Agent Skills: ML Experiment Loop

Autonomous fixed-budget ML experiment loop — setup, iterative hypothesis testing, git-based keep/discard tracking, and indefinite autonomous execution. Implements the karpathy/autoresearch protocol.

UncategorizedID: oimiragieo/agent-studio/ml-experiment-loop

Install this agent skill to your local

pnpm dlx add-skill https://github.com/oimiragieo/agent-studio/tree/HEAD/.claude/skills/ml-experiment-loop

Skill Files

Browse the full folder contents for ml-experiment-loop.

Download Skill

Loading file tree…

.claude/skills/ml-experiment-loop/SKILL.md

Skill Metadata

Name
ml-experiment-loop
Description
Autonomous fixed-budget ML experiment loop — setup, iterative hypothesis testing, git-based keep/discard tracking, and indefinite autonomous execution. Implements the karpathy/autoresearch protocol.

ML Experiment Loop

<identity> You are an autonomous ML researcher executing the autoresearch protocol. Your job is to iterate on `train.py` indefinitely — forming hypotheses, running fixed-budget experiments, evaluating results, keeping wins, discarding losses — until the human manually stops you. You do not pause to ask for permission. You do not stop when you run out of obvious ideas. You generate more ideas and keep going. </identity> <capabilities> - Full autoresearch experiment loop: setup, hypothesis generation, code editing, execution, metric extraction, keep/discard - Git-based experiment versioning: branch per run tag, commit per experiment, git reset on discard - Structured TSV results logging with provenance tracking - Crash recovery and timeout enforcement - Autonomous idea generation when obvious hypotheses are exhausted - Context-window-safe log handling (redirect, targeted grep, never cat) </capabilities>

When to Use

  • Running autonomous ML research on a training codebase
  • Iterating on neural network architecture and hyperparameter choices overnight
  • Any scenario where you want to maximize experiments within a fixed compute budget without human intervention

Phase 1: Setup (One-Time, Before the Loop)

Complete this phase once before starting the experiment loop.

Step 1.1 — Agree on Run Tag

Propose a run tag based on today's date (e.g., mar14).
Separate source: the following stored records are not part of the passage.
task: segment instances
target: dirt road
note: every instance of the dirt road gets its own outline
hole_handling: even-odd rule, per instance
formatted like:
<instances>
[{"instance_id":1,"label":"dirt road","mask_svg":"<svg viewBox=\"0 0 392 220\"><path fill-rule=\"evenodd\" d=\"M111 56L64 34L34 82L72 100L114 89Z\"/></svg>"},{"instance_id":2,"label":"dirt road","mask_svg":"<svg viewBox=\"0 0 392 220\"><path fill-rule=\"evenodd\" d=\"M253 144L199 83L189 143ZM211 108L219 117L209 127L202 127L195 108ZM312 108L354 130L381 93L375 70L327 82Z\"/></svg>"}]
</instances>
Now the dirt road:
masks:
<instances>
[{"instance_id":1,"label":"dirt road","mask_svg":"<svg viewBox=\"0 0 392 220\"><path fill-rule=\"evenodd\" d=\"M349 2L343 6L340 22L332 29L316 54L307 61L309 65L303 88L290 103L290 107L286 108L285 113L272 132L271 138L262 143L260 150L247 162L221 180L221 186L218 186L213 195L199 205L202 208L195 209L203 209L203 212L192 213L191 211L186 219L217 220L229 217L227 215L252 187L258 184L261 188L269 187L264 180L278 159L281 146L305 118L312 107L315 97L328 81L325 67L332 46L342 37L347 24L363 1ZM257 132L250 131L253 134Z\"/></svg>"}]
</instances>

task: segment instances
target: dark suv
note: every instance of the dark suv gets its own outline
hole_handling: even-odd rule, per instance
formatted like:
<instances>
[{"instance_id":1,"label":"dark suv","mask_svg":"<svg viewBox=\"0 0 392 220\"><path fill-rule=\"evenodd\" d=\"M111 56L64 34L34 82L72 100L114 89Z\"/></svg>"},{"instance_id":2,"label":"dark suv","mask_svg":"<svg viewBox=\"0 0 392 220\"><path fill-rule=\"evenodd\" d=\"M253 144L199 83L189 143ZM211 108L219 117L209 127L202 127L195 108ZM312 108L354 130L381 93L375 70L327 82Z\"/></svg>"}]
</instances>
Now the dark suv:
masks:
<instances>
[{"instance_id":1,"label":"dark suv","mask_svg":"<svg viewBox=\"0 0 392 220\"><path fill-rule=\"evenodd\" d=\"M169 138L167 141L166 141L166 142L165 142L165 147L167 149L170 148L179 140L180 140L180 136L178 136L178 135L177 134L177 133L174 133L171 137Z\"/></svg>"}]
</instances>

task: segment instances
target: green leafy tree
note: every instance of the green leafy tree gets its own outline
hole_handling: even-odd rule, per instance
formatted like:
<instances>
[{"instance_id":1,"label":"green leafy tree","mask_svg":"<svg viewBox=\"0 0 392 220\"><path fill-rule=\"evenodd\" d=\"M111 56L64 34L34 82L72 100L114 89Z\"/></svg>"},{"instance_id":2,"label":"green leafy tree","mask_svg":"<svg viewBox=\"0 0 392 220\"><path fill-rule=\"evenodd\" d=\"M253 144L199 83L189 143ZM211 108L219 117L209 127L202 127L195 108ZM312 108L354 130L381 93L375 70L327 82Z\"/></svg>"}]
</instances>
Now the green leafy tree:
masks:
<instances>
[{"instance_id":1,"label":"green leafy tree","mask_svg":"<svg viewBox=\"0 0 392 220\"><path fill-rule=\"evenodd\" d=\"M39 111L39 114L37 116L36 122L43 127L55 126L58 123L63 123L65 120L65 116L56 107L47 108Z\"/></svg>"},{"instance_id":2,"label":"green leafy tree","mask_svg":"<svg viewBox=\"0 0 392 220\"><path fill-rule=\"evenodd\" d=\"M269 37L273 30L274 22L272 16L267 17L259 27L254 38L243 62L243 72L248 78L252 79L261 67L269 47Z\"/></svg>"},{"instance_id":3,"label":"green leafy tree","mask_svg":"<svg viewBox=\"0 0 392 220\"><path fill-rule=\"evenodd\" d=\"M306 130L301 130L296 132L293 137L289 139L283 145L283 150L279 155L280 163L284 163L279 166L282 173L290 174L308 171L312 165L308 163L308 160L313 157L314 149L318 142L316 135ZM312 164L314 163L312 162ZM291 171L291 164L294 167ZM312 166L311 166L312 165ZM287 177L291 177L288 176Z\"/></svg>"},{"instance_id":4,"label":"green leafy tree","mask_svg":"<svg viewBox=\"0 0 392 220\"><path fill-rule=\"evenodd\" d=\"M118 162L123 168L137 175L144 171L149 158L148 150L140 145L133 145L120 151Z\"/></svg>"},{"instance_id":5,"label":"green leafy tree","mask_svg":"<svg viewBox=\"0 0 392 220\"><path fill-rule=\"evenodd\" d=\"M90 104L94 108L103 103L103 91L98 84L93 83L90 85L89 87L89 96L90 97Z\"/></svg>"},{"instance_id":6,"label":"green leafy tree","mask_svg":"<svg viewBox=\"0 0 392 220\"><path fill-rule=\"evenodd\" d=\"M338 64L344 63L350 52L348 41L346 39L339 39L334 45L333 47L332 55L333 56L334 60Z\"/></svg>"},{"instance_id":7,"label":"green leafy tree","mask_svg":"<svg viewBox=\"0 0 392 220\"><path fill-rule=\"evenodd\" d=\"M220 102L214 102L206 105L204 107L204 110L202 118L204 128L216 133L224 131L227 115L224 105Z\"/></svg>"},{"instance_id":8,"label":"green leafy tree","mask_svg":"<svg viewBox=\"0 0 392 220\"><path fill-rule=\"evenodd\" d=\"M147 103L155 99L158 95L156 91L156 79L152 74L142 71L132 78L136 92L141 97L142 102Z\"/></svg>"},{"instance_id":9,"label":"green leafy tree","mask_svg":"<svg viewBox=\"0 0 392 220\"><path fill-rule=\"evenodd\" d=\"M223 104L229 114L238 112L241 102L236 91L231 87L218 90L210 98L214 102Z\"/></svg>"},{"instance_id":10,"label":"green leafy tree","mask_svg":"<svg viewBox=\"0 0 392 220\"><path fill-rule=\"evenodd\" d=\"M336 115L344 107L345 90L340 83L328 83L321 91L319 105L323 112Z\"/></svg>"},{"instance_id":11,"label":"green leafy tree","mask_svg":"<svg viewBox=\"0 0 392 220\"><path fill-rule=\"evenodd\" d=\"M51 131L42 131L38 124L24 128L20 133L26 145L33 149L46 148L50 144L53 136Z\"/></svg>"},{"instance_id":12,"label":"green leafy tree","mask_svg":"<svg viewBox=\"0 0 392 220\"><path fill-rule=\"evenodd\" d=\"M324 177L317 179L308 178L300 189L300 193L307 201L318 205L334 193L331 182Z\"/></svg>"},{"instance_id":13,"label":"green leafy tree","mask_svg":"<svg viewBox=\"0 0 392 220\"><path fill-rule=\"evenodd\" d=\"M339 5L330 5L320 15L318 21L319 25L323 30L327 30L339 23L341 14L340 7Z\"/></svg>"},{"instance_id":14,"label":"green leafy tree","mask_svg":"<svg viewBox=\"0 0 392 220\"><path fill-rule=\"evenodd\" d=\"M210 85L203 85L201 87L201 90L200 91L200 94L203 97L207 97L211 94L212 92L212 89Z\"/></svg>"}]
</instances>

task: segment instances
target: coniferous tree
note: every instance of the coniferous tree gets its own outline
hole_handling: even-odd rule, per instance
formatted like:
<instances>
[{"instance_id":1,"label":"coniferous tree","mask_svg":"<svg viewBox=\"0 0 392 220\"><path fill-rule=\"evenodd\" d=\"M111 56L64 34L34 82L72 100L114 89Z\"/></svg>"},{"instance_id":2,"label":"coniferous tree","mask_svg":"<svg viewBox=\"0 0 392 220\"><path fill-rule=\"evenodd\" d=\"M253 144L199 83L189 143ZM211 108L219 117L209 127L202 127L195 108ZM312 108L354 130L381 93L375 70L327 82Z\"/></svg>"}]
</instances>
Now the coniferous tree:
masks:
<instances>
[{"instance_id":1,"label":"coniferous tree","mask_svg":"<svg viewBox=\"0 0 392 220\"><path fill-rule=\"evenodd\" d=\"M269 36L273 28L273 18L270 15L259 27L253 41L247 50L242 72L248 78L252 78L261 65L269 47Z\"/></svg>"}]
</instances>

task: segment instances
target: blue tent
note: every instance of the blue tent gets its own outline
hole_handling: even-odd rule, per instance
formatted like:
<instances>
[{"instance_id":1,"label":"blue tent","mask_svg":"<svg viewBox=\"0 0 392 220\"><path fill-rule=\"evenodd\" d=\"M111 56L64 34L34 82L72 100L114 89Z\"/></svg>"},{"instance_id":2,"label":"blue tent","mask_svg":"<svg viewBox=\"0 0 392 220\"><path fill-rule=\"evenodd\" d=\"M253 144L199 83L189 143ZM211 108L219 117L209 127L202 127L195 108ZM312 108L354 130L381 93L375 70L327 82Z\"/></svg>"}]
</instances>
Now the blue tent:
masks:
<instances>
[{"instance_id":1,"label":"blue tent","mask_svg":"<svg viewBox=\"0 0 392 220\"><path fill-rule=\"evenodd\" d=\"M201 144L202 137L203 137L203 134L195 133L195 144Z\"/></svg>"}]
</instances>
The branch autoresearch/<tag> must NOT already exist — this is a fresh run.

git branch --list "autoresearch/*"

Step 1.2 — Create the Branch

git checkout -b autoresearch/<tag>

Step 1.3 — Read In-Scope Files

Read these three files for full context before touching anything:

  • README.md — repository context and goals
  • prepare.py — fixed constants, data prep, tokenizer, dataloader, evaluation. DO NOT MODIFY.
  • train.py — the only file you modify. Architecture, optimizer, hyperparameters, training loop.

Step 1.4 — Verify Data Exists

ls ~/.cache/autoresearch/

If the cache directory does not exist or is empty, stop and tell the human to run uv run prepare.py first.

Step 1.5 — Environment Sanity

uv sync

Step 1.6 — Initialize results.tsv

Create results.tsv with just the header row. This file stays untracked by git throughout the run.

echo -e "commit\tval_bpb\tmemory_gb\tstatus\tdescription" > results.tsv

Step 1.7 — Establish Baseline

Your very first run MUST be the unmodified baseline. Do not edit train.py yet. Run the experiment as-is (see Phase 2) to establish the baseline metric. Record it in results.tsv.


Phase 2: The Experiment Loop (LOOP FOREVER)

This loop runs indefinitely until the human manually interrupts it. NEVER ask the human if you should continue. NEVER stop for any reason other than: the human interrupts, or a run crashes beyond repair after multiple fix attempts.

WHILE TRUE:
  1. Look at git state (current branch/commit)
  2. Formulate an experimental hypothesis
  3. Edit train.py
  4. git commit
  5. Run the experiment (redirect ALL output to file)
  6. Extract the metric via grep
  7. Evaluate: crash? improve? equal? worse?
  8. Log to results.tsv
  9. Keep (advance branch) or discard (git reset)
  10. Repeat from step 2

Step 2.1 — Check Git State

git log --oneline -5
git status

Step 2.2 — Formulate a Hypothesis

Pick ONE focused idea to test. Examples:

  • "Increase learning rate from 0.01 to 0.03"
  • "Add gradient clipping at norm 1.0"
  • "Switch from ReLU to SiLU activation"
  • "Reduce depth from 8 to 6 and widen embedding to compensate"
  • "Remove value embeddings to simplify the attention"

If you have run out of obvious ideas:

  • Re-read train.py from scratch for angles you missed
  • Re-read prepare.py for constraints you may not have noticed
  • Try combining two near-miss experiments from results.tsv
  • Try a more radical architectural change
  • Try removing complexity — simpler can be better

You will not ask the human for ideas. You generate ideas yourself.

Step 2.3 — Edit train.py

Apply only the changes needed for this single hypothesis. Keep the diff minimal and reviewable.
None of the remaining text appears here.